ポジティブがあるからこそ、ネガティブがある。
逆もまたしかり。と言う事だ。
闇があるからこそ、光が見えた時の感動がひとしおになる。
すべて肯定していく考え。

以前にどこかで「自分を許容出来る範囲しか他人を許容出来ない」と書かれていたのを思い出した。
同じ様なことも書かれていたと思う。

すべてを受け入れる。受け入れる、または許すことが出来なくても、それが出来ない自分を受け入れる。それが大事だと。
この言葉はある方が同じ様な事を仰っていた。
自分を愛せないで、誰が自分を愛してくれるのか?
自分をもっと好きになりなさい、貴女は本当に素直で素敵な人なんだから、と。
いつもいつもその方は私を、恥ずかしくなるぐらい褒めてくれる。
最初はなかなか受け入れられなかったが、ようやく最近受け入れられる様になってきた。
受け入れられなくても、言葉だけでも受け入れる体制を作ろうと「ありがとう」という一言が大切だと思う。


人は生まれてきた時点で死へ向かっているのだ。
それは当たり前の事だが、こんな事を真剣に考えない人が多いだろう、と。
こんな事ばかり考えているネガティブな人は悪い(と言ったら大袈裟かも知れないが)と言う風な雰囲気があるが、それは決して悪い事ではない。当たり前の事なのだと。
どれほどの人生があるか解らないが、一度は立ち止まってそういう事を考えられる時間があったのはとても重要な事ではないか。そう思った。


とても印象的に残ったのが
『あれもこれも、生も死も、光も影も、喜びも悲しみも、みんな抱えこんで生ずる混沌を認め、もう少しいい加減に行儀悪くなって、たおやかな融通無碍の境地をつくることが、枯れかけた生命力をいきいきと復活させ、不安と無気力のただよう時代の空気にエネルギーをあたえることになるのではないか。
いろいろなものを受け入れて、たくさんのものを好きになった方が人生、楽しいのではないか。
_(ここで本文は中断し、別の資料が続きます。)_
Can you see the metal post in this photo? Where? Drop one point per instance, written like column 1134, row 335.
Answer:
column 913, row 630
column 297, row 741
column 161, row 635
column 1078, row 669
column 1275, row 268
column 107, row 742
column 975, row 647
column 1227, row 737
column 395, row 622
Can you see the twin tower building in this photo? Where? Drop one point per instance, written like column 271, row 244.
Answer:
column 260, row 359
』

特に最後の一行がずっしりときた。

他、いいと思った所を紹介
『人間にはできることには限りがあります。ぼくはある程度あきらめるということも必要だと思います。「あきらめる」の語源は「あきらかにきわめる」ことです。物事を明らかにして、人間にはできないこと、どうしようもないこともあるのだと理性的に確認するということです。』


大袈裟かも知れないが、この本によって私は救われた。そんな感じがした。